Wasn’t there an occasion when the work of a Finnish scholar, who found fault with Panini, was referred to you ? “The Finnish scholar said that Panini was wrong in some rules relating to Vedic grammar. ‘Let Lakaara’ is used only in the Vedas, and Panini wrote five sutras for it. The Finnish scholar felt Panini could have handled this differently. George Cardona, from the University of Pennsylvania, referred him to me. I pointed out that Panini cannot be faulted internally. After all he set out a meta language first. He said this is how I will write my rules. Externally, if you want, write a grammar yourself. Many have tried and no one has been able to better Panini.”
Have you included ‘Let Lakaara’ in your programs? “Yes, I have. ‘Let Lakaara’ is very tough, because 108 forms can be generated theoretically for every root. N.S. Devanathachariar, Mimamsa Professor in Tirupati, appreciated my work.”
However, Dr.
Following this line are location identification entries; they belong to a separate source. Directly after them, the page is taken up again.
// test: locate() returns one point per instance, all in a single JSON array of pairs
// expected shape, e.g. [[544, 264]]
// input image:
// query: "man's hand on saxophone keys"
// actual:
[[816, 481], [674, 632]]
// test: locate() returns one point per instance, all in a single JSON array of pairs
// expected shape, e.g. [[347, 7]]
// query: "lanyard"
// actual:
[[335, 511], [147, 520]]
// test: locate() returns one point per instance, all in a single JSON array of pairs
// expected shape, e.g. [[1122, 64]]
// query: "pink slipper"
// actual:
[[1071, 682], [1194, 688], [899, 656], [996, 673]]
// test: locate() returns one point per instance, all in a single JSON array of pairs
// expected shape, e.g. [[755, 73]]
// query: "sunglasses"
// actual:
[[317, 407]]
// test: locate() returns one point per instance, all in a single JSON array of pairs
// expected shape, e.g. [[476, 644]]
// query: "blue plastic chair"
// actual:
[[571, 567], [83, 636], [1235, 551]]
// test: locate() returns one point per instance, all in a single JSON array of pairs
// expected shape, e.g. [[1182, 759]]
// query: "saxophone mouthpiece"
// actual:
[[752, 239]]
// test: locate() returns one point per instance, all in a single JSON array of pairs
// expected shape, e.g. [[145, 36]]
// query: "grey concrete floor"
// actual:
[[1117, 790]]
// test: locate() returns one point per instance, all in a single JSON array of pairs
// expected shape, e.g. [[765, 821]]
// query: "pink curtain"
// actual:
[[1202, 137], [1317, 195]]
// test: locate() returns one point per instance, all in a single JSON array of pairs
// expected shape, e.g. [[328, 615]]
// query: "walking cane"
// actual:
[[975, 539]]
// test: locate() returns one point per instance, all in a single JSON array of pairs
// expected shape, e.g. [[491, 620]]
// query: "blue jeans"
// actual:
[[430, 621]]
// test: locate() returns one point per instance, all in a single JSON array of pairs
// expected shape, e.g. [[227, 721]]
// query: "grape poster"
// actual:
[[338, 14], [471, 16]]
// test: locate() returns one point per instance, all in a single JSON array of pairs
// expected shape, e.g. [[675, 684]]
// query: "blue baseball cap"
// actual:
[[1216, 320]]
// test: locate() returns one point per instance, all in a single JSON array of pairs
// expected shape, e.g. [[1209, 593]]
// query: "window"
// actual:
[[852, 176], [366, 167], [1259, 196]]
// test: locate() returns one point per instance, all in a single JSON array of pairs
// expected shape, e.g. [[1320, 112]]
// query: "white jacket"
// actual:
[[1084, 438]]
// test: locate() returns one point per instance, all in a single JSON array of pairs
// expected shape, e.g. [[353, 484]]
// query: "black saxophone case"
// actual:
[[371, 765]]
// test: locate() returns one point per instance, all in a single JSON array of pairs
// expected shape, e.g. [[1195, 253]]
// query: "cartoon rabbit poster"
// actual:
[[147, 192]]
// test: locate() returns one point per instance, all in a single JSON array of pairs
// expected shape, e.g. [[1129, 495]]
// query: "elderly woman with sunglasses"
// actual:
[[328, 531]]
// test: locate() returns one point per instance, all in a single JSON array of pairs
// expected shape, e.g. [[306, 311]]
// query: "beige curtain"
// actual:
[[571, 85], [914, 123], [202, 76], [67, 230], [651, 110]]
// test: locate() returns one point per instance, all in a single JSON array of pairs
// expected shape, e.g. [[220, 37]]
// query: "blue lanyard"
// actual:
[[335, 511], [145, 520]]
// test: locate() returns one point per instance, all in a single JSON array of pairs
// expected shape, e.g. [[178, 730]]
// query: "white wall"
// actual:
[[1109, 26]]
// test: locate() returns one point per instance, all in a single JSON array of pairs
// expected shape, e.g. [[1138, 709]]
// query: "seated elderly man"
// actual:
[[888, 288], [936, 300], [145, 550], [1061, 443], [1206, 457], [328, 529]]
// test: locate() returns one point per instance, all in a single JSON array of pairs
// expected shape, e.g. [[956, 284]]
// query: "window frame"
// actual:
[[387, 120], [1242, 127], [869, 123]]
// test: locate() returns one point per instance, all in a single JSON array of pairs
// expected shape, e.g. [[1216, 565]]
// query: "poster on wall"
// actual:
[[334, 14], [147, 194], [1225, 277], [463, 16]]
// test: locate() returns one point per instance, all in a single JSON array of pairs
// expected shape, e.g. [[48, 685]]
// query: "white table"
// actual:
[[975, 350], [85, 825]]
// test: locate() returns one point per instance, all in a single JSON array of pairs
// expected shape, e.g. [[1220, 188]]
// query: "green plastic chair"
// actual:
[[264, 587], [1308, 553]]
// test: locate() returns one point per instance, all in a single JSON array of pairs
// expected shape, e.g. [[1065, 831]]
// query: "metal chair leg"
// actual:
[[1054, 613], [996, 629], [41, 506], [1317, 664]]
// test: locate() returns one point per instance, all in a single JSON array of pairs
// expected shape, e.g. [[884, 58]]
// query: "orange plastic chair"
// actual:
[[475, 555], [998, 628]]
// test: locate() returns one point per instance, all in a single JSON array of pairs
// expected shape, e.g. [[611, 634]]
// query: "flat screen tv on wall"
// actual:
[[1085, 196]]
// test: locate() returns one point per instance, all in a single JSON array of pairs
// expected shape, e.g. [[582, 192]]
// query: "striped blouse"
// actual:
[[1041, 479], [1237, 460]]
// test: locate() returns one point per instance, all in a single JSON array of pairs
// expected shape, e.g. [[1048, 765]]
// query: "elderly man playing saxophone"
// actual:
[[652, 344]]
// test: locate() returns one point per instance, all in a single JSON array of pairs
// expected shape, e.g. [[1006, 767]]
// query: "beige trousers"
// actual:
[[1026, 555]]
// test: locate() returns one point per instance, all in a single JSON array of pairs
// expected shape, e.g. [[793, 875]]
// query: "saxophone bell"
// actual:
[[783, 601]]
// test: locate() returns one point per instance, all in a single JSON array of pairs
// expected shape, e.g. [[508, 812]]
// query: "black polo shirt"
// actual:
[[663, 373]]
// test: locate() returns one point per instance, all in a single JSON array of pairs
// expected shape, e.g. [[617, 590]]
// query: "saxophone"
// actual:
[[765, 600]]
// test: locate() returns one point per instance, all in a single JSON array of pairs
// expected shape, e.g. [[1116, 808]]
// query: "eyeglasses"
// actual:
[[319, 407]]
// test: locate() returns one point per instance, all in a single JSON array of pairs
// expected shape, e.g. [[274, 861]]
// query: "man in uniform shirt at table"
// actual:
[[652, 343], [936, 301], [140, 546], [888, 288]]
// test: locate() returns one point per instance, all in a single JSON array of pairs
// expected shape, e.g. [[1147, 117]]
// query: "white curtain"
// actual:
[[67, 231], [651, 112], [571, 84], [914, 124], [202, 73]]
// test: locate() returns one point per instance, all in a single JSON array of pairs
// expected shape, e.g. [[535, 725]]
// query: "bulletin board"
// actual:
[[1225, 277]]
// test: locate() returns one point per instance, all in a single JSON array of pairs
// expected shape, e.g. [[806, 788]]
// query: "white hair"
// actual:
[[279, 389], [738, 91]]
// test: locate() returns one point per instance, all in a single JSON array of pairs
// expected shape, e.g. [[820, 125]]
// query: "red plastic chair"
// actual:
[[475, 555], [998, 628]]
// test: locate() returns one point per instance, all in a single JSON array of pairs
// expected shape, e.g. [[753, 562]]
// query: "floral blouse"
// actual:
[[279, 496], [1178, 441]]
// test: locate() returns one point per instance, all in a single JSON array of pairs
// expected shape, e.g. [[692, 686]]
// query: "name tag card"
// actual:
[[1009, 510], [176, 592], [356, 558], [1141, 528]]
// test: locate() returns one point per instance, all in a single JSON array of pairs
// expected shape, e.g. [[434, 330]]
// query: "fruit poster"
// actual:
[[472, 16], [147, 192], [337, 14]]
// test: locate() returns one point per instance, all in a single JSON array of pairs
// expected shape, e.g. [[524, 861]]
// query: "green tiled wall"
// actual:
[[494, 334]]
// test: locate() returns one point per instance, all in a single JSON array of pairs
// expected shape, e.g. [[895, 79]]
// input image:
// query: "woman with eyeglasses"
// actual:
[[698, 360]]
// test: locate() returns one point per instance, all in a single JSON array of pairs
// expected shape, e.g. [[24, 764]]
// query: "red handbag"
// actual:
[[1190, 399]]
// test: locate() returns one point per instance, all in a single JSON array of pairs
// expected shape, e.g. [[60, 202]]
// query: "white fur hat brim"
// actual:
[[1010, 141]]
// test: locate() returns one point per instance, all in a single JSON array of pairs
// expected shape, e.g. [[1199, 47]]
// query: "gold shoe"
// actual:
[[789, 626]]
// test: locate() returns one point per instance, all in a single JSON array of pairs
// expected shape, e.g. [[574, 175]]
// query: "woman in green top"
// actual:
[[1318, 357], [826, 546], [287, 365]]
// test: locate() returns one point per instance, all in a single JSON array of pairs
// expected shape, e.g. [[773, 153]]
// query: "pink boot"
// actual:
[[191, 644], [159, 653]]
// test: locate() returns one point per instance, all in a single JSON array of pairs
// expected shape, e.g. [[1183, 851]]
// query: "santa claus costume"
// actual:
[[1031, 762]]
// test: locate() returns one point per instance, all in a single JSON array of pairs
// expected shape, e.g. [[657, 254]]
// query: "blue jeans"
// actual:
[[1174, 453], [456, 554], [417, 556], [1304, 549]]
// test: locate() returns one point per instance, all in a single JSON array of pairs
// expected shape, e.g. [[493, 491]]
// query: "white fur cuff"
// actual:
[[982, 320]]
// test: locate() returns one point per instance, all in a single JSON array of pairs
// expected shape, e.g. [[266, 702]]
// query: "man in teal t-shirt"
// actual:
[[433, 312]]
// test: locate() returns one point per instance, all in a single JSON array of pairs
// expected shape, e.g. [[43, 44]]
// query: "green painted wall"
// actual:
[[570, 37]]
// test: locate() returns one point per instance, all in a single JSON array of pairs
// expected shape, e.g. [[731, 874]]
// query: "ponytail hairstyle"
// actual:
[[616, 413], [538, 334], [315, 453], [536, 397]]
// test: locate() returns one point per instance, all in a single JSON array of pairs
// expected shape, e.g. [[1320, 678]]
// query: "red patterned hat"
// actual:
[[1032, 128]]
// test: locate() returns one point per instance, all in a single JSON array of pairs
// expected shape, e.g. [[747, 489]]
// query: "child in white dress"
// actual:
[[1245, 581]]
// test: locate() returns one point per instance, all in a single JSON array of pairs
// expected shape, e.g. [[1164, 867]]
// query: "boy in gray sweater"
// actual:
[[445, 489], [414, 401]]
Bachchu Lal Awasthi, a Presidential awardee and a grammarian, felt that only as many forms as occur in the Vedas should be generated. His objection was that one should use the Sutras to understand what existed, but one should not use the Sutra to generate the rest.
When Ramanujan explained that his program was done mainly to show how the rules worked, Dr. Awasthi conceded that Ramanujan did have a point. “This just shows that people can be won over, if we are able to show the purpose of something.”